Evaluating and Solving Kernel Operators with Eigen

Creating Dense Operators
Creating Sparse Operators
Creating Chebyshev Operators
Creating Fast Multipole Method Operators
Creating Hierarchical Matrix Operators
Block Operators
Iterative Solvers

Given that Aboria can describe non-linear operators, this naturally covers linear operators (i.e. matrices) as well. Consider the summation operator given by the kernel function $K(x_i,x_j)$, over a set of $N$ particles

$$ a_i = \sum_j^N b_j K(x_i,x_j) \text{ for } i=1..N $$

This is a common enough operator that can be used in many areas. If $K(x_i,x_j) = 1/(x_j-x_i)$, then the operator might be calculating the force on a set of charged particles via a Coulomb force. If $K(x_i,x_j) = \sqrt{(x_j-x_i)^2 + c^2}$, then the operator might be used for function interpolation using the multiquadric basis function.

One way to evaluate this operator is to use a matrix to store the values of $K(x_i,x_j)$ for each particle pair, leading to a matrix $\mathbf{K}$ with storage size $N^2$. Then the summation operator above is equivalent to the matrix-vector product

$$ \mathbf{a} = \mathbf{K} \mathbf{b}. $$

However, $\mathbf{K}$ could be too large to fit in memory, or the values of $x_i$ and $x_j$ might change too frequently for this to be useful. Or you may wish to take advantage of the fact that $K(x_i,x_j)$ is a continuous function and use method such as Chebyshev interpolation or Fast Multipole methods to efficiently calculate the action of the operator on the vector $\mathbf{b}$. For any of these reasons and many others, Aboria can help you out.

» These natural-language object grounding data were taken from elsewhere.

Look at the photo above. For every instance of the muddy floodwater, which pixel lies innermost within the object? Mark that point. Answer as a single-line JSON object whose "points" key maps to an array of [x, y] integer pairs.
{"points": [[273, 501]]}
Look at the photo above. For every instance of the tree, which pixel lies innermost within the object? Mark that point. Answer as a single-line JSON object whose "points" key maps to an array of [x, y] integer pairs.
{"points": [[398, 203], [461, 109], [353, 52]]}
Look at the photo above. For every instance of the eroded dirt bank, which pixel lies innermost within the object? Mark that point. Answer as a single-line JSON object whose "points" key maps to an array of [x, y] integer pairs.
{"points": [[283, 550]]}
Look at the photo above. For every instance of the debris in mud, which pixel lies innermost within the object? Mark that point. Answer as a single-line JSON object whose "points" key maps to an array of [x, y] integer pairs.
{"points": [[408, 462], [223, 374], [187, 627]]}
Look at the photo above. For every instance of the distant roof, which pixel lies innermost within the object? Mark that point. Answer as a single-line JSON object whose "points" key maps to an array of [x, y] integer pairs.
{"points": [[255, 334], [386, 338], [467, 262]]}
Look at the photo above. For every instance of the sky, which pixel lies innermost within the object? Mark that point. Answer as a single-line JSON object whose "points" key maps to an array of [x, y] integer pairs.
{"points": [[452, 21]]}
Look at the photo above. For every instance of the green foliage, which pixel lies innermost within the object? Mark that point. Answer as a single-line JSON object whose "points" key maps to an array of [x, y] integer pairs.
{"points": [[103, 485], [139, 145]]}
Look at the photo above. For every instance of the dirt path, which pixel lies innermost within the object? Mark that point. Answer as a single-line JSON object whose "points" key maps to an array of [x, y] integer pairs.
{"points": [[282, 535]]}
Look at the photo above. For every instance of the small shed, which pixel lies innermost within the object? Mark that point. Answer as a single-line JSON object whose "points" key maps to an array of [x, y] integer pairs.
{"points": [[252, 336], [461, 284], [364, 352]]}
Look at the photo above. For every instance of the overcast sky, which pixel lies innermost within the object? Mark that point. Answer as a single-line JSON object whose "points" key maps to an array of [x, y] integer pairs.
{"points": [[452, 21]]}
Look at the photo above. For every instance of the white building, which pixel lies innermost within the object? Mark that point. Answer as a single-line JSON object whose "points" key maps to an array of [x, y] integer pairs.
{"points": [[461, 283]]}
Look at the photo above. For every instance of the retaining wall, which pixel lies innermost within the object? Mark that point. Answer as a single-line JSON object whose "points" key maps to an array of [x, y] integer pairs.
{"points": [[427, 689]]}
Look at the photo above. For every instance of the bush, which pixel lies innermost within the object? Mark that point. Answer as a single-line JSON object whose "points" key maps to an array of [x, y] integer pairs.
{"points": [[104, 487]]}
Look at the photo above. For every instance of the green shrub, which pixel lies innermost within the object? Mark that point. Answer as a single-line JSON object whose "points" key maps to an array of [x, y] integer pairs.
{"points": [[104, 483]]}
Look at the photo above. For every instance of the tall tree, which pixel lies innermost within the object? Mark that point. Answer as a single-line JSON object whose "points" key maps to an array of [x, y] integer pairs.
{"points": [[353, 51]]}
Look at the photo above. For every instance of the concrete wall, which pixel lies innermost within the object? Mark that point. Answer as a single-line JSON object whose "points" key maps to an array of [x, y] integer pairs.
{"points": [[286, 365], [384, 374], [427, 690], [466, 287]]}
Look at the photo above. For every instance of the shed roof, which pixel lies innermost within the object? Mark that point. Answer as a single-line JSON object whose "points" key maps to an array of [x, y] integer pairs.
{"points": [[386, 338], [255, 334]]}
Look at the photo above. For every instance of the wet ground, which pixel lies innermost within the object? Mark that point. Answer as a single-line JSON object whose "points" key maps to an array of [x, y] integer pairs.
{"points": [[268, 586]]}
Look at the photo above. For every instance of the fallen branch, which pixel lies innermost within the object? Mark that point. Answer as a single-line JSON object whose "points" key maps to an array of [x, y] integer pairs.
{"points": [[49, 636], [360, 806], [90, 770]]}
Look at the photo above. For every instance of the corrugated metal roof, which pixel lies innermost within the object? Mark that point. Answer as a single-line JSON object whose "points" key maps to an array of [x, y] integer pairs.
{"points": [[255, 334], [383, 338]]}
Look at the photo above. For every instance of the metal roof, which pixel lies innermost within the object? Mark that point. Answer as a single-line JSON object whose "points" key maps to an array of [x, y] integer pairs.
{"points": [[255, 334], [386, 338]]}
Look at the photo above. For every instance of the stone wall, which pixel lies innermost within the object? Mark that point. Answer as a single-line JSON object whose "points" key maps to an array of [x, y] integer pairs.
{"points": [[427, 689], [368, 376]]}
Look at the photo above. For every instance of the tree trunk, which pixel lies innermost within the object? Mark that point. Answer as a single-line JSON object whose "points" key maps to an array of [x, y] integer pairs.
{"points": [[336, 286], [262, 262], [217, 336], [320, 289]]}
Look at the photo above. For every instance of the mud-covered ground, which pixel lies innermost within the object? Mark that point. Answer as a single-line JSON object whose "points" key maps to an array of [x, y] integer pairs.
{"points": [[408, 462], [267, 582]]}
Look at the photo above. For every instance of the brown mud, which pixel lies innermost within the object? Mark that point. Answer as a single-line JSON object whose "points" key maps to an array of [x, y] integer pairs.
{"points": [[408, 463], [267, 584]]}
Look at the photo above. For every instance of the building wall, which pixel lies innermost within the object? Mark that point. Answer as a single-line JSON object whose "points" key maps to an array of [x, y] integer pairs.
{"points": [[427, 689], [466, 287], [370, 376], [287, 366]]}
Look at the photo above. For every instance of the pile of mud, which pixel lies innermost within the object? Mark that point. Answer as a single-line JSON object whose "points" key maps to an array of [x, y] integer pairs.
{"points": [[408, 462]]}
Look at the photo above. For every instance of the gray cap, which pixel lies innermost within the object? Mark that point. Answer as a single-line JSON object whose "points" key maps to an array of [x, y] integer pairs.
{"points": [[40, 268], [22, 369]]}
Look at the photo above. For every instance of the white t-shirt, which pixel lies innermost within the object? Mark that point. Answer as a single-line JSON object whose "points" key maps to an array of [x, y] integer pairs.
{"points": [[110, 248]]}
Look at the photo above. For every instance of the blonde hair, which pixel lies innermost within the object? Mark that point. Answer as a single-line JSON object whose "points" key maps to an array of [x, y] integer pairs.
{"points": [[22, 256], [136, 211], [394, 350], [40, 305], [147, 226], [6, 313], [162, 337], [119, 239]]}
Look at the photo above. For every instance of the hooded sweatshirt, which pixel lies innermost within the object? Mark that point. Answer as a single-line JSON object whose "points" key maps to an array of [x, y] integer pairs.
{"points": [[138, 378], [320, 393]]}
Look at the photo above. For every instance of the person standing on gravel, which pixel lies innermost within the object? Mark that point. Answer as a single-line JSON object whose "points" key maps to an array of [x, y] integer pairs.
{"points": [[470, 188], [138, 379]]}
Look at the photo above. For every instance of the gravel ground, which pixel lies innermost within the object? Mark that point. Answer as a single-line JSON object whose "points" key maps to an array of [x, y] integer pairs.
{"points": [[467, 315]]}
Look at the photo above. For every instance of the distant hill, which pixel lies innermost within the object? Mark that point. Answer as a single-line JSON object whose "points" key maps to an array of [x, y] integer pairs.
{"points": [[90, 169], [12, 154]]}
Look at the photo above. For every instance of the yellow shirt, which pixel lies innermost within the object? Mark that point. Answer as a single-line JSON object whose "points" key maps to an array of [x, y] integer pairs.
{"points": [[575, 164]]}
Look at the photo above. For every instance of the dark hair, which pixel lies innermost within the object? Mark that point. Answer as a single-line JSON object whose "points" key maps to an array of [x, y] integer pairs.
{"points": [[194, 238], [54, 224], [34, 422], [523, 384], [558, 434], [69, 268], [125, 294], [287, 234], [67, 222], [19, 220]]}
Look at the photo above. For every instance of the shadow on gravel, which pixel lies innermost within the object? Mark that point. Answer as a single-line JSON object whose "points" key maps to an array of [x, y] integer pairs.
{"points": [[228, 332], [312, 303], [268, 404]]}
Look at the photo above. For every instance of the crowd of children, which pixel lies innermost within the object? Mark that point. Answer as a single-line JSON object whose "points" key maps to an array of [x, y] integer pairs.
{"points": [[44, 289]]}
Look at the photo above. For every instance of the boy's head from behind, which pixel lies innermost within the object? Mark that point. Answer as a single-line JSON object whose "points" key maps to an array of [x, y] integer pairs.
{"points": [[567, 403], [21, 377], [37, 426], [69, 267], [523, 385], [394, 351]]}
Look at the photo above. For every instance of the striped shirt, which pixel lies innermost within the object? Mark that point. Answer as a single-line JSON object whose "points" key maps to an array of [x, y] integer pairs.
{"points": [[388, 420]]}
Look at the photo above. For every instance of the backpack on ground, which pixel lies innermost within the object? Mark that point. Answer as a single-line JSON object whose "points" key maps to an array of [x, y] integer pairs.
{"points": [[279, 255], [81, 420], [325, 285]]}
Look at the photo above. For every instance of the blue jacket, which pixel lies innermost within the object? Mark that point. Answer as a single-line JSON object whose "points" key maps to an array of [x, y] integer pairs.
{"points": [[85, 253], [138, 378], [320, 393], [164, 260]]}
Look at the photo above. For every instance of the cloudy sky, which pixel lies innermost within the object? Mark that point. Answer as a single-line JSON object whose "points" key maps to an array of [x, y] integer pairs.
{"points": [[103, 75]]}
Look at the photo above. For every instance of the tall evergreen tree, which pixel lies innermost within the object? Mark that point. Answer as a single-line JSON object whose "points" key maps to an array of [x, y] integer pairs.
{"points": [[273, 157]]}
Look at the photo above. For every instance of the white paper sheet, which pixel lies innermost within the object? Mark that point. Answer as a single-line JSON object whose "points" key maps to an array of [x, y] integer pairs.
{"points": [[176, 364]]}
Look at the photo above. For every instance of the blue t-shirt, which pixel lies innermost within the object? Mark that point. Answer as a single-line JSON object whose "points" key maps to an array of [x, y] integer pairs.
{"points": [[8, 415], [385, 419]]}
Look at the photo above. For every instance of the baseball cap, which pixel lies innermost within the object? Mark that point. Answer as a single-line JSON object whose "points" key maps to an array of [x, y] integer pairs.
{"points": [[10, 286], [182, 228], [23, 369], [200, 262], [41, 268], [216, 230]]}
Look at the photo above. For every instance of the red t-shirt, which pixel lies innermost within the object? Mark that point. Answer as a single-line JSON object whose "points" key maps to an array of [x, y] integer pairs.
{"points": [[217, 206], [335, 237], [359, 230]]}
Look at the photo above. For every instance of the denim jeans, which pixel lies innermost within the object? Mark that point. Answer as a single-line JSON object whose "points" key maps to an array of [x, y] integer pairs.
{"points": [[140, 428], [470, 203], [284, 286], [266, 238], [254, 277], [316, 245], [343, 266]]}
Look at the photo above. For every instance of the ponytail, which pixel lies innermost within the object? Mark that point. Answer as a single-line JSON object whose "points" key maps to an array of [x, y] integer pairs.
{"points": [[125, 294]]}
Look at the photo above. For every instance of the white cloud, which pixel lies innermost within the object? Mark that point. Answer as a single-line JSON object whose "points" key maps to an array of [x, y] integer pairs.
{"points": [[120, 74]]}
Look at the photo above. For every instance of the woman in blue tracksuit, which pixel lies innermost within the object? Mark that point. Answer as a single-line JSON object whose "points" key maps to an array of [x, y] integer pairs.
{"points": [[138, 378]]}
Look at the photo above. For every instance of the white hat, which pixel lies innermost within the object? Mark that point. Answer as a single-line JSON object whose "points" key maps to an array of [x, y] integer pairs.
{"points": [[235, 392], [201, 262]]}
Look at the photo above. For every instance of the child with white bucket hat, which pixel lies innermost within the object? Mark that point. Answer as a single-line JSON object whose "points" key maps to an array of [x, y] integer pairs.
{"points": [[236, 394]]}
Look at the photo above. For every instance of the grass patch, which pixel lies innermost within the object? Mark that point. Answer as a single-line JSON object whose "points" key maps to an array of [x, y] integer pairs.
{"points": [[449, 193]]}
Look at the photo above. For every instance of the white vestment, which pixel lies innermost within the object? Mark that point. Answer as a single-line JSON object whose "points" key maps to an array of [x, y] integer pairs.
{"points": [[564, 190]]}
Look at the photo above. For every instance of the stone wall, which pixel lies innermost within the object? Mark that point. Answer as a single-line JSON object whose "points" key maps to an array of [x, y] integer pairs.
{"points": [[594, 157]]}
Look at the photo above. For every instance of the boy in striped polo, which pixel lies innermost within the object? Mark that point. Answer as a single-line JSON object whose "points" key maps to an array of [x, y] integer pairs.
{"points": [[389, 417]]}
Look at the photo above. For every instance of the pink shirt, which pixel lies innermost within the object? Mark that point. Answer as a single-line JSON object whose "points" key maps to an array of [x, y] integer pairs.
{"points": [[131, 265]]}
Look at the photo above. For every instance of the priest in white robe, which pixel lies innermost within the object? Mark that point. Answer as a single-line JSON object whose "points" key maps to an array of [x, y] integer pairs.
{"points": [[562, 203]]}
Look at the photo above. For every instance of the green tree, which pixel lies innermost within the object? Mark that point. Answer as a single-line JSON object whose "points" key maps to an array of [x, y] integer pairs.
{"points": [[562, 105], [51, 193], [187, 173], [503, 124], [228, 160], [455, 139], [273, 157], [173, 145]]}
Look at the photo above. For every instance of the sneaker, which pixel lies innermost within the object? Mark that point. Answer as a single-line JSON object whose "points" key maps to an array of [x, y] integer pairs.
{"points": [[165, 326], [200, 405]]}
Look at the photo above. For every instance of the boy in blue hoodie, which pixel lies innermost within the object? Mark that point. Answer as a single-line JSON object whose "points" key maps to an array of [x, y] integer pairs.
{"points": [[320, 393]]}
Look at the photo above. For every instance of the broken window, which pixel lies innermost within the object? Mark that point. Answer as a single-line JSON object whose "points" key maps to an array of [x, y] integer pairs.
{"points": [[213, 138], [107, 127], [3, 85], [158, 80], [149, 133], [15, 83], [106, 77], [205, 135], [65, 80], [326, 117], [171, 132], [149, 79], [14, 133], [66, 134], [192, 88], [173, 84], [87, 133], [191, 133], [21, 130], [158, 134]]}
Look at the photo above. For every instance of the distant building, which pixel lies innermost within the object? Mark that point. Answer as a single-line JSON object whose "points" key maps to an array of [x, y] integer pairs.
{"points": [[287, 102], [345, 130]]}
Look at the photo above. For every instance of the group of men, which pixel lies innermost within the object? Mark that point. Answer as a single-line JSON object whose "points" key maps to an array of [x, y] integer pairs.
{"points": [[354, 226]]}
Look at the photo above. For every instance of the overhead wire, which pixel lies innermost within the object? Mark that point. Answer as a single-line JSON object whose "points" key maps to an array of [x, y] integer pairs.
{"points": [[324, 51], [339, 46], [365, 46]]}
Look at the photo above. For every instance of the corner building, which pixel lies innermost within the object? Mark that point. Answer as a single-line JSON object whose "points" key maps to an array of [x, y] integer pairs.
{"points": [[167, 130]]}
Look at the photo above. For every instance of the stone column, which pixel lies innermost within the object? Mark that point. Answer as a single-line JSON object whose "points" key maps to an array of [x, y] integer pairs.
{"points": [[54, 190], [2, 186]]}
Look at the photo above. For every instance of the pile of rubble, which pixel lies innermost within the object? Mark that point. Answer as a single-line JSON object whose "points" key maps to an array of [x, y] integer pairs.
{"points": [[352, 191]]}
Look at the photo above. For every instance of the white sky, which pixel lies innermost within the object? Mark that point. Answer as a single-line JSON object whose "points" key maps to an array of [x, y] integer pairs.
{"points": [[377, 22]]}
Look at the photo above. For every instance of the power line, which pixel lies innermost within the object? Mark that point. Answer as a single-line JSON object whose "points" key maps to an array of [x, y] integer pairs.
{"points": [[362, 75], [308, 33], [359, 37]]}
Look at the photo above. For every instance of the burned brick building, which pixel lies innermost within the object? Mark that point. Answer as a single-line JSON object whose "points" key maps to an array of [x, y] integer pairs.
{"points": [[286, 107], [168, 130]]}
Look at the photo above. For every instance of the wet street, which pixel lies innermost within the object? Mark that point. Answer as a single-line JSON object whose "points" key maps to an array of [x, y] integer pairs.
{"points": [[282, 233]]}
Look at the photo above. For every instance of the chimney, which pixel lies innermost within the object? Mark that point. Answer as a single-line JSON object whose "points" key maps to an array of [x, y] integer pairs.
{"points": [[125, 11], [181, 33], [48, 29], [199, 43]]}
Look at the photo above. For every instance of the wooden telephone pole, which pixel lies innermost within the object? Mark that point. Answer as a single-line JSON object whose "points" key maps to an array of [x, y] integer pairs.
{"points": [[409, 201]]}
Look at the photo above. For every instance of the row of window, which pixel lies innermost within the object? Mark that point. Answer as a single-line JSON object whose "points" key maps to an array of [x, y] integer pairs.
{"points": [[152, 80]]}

Aboria provides functionality to describe linear operators arising from the evaluation of kernel functions at a set of points (i.e. particles in Aboria's terminology) in $N$ dimensional space. From now on we will refer to these types of operators as kernel operators. To provide the concept and API of a matrix or linear operator, we will use the C++ linear algebra library Eigen. Aboria provides functionality to wrap kernel operators as Aboria::MatrixReplacement, so that Eigen can treat them as normal dense or sparse matrices.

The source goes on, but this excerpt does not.